What benefits and compensation can I receive?

Under the Safety Rehabilitation and Compensation Act 1988 you have two separate sets of rights and entitlements, these are:

  • your no fault benefits; and
  • a Common Law damages claim against the at fault party.

Under the no fault scheme, you have three sets of rights and entitlements which include:

  • your entitlement to weekly payments of compensation;
  • payment of medical, rehabilitation and like expenses; and
  • lump sum compensation for permanent injuries suffered.

When pursuing a claim for permanent injuries, you are required to establish a greater than 10% impairment when assessed in accordance with the relevant Guides before compensation will be awarded.

What are my rights if Comcare makes a decision I disagree with?

The decision made by Comcare or their insurer takes the form of a determination. If you disagree with the determination made, you must request a reconsideration within 30 days.

A request for reconsideration is made in writing, forwarded to Comcare/their insurer.

Comcare will then reconsider its decision and will provide you with a written decision called a reviewable decision. If you are dissatisfied with that reviewable decision you then have 60 days in which to have an Appeal lodged to the Administrative Appeals Tribunal.
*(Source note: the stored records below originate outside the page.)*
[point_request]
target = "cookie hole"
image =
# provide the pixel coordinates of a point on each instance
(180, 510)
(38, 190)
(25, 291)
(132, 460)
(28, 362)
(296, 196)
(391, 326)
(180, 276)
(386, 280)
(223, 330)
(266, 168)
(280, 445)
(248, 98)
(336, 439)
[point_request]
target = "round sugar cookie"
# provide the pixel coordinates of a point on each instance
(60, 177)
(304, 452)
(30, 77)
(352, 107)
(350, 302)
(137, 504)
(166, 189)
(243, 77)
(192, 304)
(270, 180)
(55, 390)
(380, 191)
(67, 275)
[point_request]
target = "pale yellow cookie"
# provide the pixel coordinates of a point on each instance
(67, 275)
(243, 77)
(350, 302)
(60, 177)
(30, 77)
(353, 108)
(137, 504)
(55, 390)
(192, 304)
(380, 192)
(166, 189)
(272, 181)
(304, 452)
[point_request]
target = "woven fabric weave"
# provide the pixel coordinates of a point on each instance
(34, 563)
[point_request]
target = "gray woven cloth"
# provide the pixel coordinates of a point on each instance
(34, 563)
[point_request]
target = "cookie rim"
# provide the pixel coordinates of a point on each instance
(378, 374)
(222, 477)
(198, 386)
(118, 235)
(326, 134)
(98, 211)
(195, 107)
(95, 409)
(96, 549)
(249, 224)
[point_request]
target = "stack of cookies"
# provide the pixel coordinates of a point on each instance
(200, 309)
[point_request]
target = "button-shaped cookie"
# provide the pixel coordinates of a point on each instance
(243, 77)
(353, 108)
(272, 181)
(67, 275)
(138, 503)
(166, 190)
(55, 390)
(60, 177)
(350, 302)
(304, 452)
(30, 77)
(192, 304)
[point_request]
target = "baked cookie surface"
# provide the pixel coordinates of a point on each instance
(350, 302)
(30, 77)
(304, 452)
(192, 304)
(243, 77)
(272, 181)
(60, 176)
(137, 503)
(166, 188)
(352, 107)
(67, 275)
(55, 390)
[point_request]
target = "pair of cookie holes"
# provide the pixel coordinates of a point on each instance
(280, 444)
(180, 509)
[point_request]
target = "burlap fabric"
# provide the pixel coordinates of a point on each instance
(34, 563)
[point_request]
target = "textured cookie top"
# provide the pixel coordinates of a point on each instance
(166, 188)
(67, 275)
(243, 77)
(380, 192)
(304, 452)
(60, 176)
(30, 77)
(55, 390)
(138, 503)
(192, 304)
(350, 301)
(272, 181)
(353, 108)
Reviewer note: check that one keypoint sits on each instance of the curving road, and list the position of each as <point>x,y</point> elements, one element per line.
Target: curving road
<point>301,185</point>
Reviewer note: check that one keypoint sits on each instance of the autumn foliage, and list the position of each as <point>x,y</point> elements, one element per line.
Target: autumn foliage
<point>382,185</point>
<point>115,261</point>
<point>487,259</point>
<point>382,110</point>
The steps are complex and the time periods are crucial. We encourage you to contact National Compensation Lawyers should you receive a decision from Comcare/their insurers which you disagree with.

Can I sue the at fault party?

If your injuries or illness have been caused through the fault or negligence of your employer, you may wish to sue your employer for damages. In Comcare matters, those damages are restricted to what is known as general damages for your pain and suffering and loss of enjoyment of life. As it presently stands, that amount is capped at $110,000.
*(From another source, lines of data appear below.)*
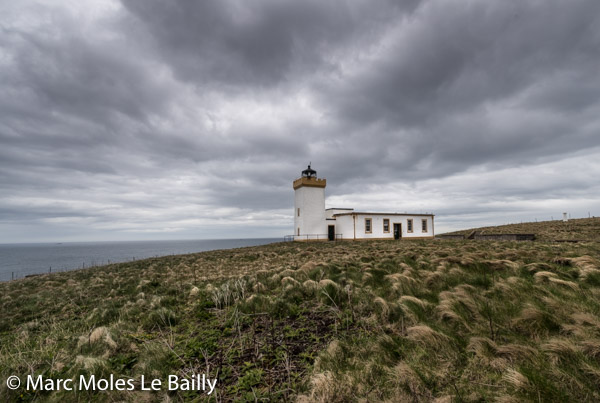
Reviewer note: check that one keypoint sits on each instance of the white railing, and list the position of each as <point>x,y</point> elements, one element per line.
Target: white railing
<point>311,237</point>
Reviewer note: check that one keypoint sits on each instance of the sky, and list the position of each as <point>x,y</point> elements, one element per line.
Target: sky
<point>154,119</point>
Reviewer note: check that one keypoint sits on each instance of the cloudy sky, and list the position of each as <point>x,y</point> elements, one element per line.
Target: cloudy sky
<point>155,119</point>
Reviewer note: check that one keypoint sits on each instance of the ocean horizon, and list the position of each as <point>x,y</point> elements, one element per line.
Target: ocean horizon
<point>18,260</point>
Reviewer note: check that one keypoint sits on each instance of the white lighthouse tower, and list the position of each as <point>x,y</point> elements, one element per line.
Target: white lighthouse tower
<point>309,206</point>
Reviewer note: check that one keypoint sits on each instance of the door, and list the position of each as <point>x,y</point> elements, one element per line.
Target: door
<point>397,230</point>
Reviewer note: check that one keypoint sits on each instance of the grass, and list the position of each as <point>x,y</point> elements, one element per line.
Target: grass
<point>372,321</point>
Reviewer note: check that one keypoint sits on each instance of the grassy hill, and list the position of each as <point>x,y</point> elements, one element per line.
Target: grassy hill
<point>577,229</point>
<point>379,321</point>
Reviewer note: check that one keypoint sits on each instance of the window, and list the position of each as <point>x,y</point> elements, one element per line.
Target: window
<point>386,225</point>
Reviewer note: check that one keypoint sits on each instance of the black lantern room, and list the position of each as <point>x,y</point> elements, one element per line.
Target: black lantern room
<point>309,173</point>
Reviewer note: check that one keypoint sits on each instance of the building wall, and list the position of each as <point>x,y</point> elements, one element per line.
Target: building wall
<point>331,211</point>
<point>311,201</point>
<point>345,225</point>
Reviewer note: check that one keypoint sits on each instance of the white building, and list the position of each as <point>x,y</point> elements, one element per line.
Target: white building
<point>313,222</point>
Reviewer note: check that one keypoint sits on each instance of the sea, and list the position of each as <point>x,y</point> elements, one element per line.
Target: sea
<point>20,260</point>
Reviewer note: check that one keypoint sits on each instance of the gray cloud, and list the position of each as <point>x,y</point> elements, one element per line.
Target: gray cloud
<point>190,119</point>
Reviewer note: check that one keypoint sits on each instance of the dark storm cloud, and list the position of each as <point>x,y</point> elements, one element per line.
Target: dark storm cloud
<point>183,115</point>
<point>260,44</point>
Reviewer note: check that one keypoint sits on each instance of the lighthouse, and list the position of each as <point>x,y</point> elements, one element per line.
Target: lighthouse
<point>309,205</point>
<point>313,222</point>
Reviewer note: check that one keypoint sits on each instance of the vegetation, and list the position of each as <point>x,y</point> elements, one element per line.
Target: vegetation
<point>581,229</point>
<point>373,321</point>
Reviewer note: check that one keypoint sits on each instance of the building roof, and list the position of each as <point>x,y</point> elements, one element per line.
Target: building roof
<point>391,214</point>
The Comcare Scheme requires that you choose between either a Common Law claim, suing the at fault party or alternatively a lump sum Permanent Impairment Benefit.

In bringing a Common Law claim against your employer, it is necessary for you to:

  • proceed with an Impairment Benefit Application and obtain an assessment of greater than 10% pursuant to the relevant Guides;
  • make an irrevocable election to proceed with a Common Law claim for damages. This means that you will not receive whatever Impairment Benefit entitlement you may otherwise have had;
  • prove that your injuries were due to the negligence of your employer.
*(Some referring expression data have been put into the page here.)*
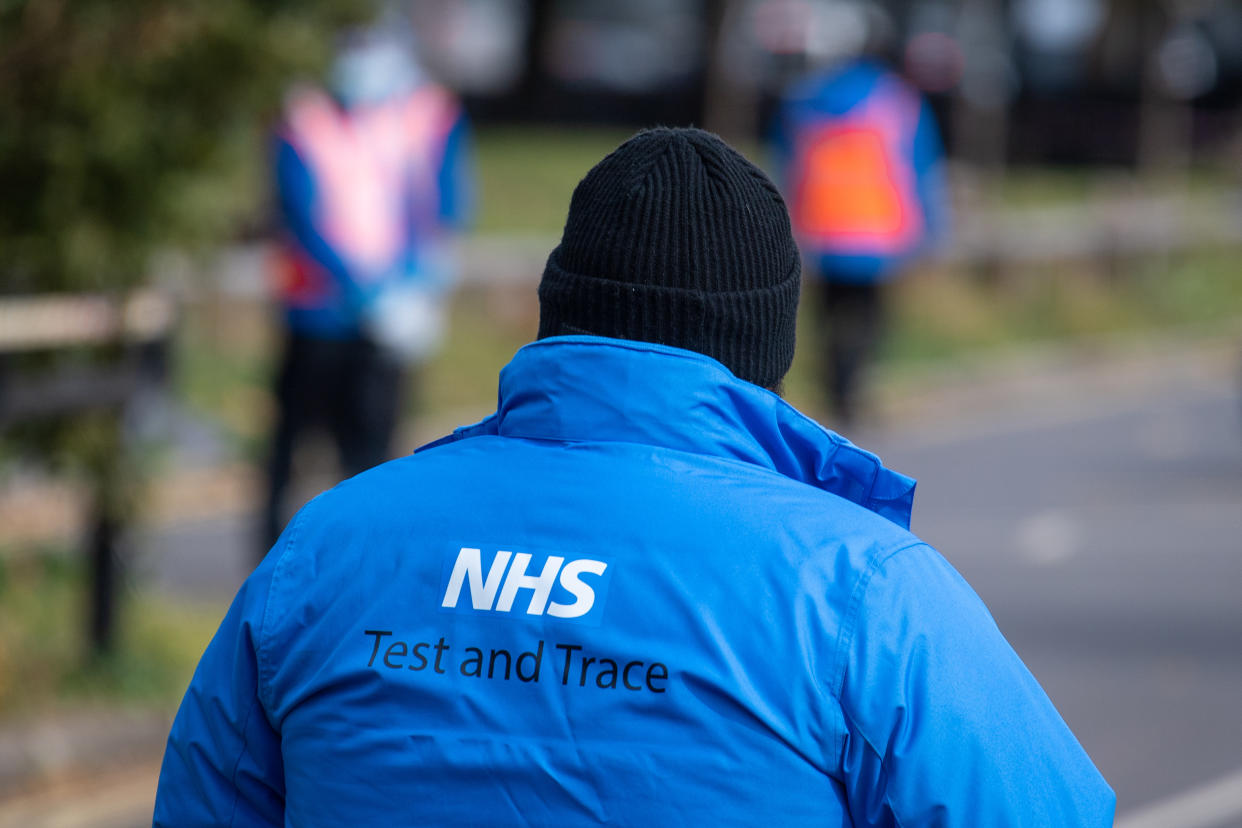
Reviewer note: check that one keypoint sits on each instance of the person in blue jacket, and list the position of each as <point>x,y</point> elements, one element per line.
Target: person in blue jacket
<point>646,591</point>
<point>373,176</point>
<point>861,163</point>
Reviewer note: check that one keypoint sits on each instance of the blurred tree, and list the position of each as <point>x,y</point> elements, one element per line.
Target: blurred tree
<point>127,126</point>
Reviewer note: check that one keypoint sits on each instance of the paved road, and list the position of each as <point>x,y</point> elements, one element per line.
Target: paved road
<point>1103,529</point>
<point>1098,514</point>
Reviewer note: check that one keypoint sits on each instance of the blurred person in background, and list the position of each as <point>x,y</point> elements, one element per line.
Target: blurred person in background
<point>371,174</point>
<point>646,591</point>
<point>862,166</point>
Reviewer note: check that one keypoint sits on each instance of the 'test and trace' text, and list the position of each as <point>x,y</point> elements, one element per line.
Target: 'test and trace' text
<point>566,664</point>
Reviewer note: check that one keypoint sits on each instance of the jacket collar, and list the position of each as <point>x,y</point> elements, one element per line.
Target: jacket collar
<point>590,389</point>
It is important to note, should your injuries have been caused by the negligence of a third party, you are able to bring a claim against that negligent party without the restrictions imposed by the Comcare Scheme.

Are there any important time periods I need to be aware of?

There are a number of key time limits that you need to be aware of. These include:

  • When you suffer injury, you should immediately notify your employer and complete an incident report form.
  • Should you receive a decision from Comcare/their insurer which you disagree with, reconsideration is to be made within 30 days from the date you receive the determination.
  • Should you disagree with the reviewable decision made by Comcare/their insurer, you have 60 days from the date you receive the reviewable decision to make an Application to the Administrative Appeals Tribunal.
  • A Common Law damages claim suing the at fault employer needs to be made within 3 years from the date of your injury.
  • There are no time limits to bring a permanent impairment claim, however, such a claim should be made after your injury has stabilised. This usually takes 12 months from the date you suffered injury.